Hi,
Markus Neteler schrieb:
On Sat, Jun 02, 2007 at 01:00:12PM +0100, Glynn Clements wrote:
Markus Neteler wrote:
would it be much work to fix this:
GRASS 6.3.cvs (nc_spm_05):~ > r.statistics base=landuse96_28m \
cover=elevation out=elevstats_avg method=average
ERROR: This module currently only works for integer (CELL) maps
Rounding elevation to CELL first isn't a great option.
1. r.statistics works by reclassing the base map, so the base map
can't be FP.
In this case I meant the cover map "elevation" which is rejected.

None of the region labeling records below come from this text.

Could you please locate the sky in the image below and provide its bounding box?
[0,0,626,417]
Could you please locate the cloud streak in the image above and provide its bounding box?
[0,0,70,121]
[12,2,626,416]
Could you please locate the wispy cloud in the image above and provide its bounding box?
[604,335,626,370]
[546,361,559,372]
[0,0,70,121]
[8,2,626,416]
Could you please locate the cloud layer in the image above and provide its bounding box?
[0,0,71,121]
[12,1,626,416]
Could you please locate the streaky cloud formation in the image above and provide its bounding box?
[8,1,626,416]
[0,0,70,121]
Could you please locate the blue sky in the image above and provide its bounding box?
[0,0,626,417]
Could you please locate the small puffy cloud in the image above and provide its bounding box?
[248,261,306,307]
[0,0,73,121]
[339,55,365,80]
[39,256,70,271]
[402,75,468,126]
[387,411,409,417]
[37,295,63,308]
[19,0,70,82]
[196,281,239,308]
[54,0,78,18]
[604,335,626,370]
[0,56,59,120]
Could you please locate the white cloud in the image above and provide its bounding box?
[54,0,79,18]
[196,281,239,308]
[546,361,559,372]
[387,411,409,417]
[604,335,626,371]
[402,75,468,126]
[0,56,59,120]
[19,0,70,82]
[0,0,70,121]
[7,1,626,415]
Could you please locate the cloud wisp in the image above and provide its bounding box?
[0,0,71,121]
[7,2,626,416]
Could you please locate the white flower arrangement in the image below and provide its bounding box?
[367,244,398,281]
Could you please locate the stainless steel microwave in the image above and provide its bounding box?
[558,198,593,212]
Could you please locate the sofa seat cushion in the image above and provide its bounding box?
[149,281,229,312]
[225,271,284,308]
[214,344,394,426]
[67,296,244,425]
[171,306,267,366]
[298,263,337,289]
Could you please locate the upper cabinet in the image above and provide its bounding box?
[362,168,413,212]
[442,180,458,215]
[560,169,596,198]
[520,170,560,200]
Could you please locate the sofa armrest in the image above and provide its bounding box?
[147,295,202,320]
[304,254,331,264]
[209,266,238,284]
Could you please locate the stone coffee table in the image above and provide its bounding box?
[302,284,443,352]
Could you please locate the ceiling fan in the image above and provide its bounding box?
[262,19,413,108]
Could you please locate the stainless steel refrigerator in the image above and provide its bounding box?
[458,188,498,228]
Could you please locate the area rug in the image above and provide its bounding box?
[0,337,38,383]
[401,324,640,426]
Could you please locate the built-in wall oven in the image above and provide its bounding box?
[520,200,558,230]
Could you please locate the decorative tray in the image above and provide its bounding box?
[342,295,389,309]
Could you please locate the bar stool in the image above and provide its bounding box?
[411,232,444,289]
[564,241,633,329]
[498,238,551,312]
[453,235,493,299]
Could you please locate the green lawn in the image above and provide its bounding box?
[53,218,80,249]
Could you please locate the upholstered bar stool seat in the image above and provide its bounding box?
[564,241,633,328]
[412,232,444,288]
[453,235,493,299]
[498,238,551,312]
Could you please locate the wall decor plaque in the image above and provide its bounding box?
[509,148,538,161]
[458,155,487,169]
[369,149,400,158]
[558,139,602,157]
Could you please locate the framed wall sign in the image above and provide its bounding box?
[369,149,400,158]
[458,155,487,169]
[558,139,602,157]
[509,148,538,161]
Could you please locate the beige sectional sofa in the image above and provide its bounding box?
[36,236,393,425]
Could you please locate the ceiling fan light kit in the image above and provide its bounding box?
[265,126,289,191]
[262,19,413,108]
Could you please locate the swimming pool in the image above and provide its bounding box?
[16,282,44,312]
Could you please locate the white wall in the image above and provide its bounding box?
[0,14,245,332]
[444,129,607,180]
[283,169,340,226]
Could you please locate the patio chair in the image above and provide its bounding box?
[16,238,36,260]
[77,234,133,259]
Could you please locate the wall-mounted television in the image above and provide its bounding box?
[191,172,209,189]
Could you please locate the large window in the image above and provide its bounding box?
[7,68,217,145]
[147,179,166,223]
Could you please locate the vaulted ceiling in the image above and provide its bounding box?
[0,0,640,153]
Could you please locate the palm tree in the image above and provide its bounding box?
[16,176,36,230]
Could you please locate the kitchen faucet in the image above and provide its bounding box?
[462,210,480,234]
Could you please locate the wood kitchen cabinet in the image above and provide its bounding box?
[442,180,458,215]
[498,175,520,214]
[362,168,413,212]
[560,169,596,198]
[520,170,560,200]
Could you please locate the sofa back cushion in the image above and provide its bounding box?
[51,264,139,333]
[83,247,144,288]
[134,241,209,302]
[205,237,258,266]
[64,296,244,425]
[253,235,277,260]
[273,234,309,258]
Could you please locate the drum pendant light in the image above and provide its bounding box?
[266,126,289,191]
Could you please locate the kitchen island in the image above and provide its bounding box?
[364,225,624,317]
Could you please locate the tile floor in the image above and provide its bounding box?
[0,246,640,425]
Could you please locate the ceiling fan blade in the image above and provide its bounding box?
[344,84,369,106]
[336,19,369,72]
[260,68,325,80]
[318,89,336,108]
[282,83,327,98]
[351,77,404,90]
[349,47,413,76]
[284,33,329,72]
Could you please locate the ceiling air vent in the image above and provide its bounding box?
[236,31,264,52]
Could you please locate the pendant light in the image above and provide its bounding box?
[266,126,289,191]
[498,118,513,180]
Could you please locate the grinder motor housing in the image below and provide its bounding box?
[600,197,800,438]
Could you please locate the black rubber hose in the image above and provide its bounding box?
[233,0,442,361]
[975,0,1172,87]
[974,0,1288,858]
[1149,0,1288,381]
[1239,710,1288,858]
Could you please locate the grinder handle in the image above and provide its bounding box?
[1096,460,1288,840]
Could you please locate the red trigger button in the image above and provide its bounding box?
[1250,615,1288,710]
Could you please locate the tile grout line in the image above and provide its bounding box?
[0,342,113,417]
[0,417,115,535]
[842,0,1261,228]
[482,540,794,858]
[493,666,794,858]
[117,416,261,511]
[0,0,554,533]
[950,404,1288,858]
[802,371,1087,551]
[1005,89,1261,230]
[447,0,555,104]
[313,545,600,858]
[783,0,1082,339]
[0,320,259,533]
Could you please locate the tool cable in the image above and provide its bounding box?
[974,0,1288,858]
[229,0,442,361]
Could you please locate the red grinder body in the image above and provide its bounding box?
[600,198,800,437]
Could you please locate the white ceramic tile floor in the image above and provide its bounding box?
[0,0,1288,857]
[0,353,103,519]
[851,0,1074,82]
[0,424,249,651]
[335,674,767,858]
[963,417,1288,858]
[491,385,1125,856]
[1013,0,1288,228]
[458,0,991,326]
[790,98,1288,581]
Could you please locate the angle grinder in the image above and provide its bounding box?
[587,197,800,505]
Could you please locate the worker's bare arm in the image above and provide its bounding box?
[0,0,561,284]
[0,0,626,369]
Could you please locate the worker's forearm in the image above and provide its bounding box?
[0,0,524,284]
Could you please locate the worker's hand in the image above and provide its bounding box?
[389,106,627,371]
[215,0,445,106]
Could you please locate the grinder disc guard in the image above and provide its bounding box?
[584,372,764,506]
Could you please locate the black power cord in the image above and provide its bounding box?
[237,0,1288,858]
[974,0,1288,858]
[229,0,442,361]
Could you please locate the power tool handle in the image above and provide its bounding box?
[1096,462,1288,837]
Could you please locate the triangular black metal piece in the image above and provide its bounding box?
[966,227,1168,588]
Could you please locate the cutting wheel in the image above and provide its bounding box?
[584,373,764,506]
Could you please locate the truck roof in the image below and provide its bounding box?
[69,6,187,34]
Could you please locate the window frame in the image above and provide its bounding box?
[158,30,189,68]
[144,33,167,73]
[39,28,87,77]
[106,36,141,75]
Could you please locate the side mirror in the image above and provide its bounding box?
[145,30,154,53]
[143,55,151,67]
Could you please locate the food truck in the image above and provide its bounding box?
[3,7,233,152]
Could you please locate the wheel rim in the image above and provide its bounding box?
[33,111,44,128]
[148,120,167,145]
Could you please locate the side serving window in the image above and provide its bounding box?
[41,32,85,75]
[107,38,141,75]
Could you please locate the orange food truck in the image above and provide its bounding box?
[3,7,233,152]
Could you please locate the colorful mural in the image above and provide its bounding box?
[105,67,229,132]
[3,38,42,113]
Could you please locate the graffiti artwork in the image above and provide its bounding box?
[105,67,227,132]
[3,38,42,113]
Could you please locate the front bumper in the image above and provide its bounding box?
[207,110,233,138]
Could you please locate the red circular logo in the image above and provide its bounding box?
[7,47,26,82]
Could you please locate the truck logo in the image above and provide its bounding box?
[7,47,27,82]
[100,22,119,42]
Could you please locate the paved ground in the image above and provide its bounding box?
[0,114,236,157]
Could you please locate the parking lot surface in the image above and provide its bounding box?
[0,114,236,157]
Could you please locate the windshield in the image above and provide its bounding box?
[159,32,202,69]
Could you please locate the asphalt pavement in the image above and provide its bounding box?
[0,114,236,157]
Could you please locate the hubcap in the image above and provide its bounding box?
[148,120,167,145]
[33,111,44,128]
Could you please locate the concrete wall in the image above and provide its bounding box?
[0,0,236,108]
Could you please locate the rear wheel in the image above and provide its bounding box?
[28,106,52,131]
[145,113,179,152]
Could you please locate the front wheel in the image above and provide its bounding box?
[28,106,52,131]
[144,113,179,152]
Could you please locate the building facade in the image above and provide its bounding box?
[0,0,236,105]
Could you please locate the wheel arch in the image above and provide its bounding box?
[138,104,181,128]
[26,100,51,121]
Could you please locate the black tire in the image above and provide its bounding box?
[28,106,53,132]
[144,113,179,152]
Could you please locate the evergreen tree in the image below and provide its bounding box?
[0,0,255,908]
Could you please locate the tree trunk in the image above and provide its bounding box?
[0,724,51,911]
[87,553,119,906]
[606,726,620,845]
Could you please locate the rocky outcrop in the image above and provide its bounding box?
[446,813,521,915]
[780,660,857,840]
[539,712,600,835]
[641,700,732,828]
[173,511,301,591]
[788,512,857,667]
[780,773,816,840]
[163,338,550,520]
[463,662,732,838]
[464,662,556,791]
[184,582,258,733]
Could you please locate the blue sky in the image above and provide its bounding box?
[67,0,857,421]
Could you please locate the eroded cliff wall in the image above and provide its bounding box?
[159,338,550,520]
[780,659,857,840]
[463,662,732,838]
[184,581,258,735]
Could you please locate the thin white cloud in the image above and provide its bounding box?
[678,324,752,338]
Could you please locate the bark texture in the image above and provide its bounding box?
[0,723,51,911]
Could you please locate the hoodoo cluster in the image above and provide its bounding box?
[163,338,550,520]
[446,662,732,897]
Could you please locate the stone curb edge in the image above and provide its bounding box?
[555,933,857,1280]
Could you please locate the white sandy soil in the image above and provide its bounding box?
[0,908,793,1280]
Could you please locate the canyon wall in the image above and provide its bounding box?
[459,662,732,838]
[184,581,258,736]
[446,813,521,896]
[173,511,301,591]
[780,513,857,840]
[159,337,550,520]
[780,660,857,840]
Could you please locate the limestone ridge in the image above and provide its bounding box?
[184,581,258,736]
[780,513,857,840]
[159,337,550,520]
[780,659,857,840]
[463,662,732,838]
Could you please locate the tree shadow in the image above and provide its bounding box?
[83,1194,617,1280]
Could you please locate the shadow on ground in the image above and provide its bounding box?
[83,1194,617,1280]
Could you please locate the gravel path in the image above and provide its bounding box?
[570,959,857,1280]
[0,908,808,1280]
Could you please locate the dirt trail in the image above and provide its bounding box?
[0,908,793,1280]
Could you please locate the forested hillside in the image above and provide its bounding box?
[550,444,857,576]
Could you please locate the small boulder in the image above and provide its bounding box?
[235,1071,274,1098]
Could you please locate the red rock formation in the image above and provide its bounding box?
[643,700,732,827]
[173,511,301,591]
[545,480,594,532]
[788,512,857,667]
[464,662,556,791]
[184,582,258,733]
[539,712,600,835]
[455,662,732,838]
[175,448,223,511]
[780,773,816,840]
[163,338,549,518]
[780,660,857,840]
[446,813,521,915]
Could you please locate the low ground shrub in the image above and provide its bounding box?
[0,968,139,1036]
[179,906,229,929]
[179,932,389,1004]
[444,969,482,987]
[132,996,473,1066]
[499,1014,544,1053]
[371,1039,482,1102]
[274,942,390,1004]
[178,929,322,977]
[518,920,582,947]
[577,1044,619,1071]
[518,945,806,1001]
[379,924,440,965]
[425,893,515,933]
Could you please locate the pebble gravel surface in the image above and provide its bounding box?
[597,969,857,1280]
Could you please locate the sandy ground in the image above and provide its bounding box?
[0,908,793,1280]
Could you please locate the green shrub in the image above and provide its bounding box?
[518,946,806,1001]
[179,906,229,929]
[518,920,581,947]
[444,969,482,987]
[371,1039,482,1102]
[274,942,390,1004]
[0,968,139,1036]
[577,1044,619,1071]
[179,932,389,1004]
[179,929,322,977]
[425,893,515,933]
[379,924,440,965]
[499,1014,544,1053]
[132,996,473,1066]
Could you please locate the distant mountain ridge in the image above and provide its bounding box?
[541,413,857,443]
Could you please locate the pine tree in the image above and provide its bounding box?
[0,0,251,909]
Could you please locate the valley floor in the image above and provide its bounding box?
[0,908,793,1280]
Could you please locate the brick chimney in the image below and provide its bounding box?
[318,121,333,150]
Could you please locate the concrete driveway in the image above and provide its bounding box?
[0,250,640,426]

landuse96_28m is a CELL map, elevation FCELL.
2. r.statistics uses r.stats to calculate the statistics, and r.stats
reads its inputs as CELL.
In this case, r.statistics could also accept an FCELL map
without complaining? Currently I need extra steps to round
elevation to a CELL map before running r.statistics.
r.stats is inherently based upon discrete categories. Even if it reads
FP maps as FP, you would need to quantise the values, otherwise you
would end up with every cell as its own category with count == 1. This
would require memory proportional to the size of the input map
multiplied by a significant factor (48-64 bytes per cell, or even
more).
To handle FP data, you really need a completely new approach which
computes aggregates incrementally, using an accumulator. This would
limit it to aggregates which can be computed that way, e.g. count,
sum, mean, variance and standard deviation.
I darkly remember that Soeren has something already in the works.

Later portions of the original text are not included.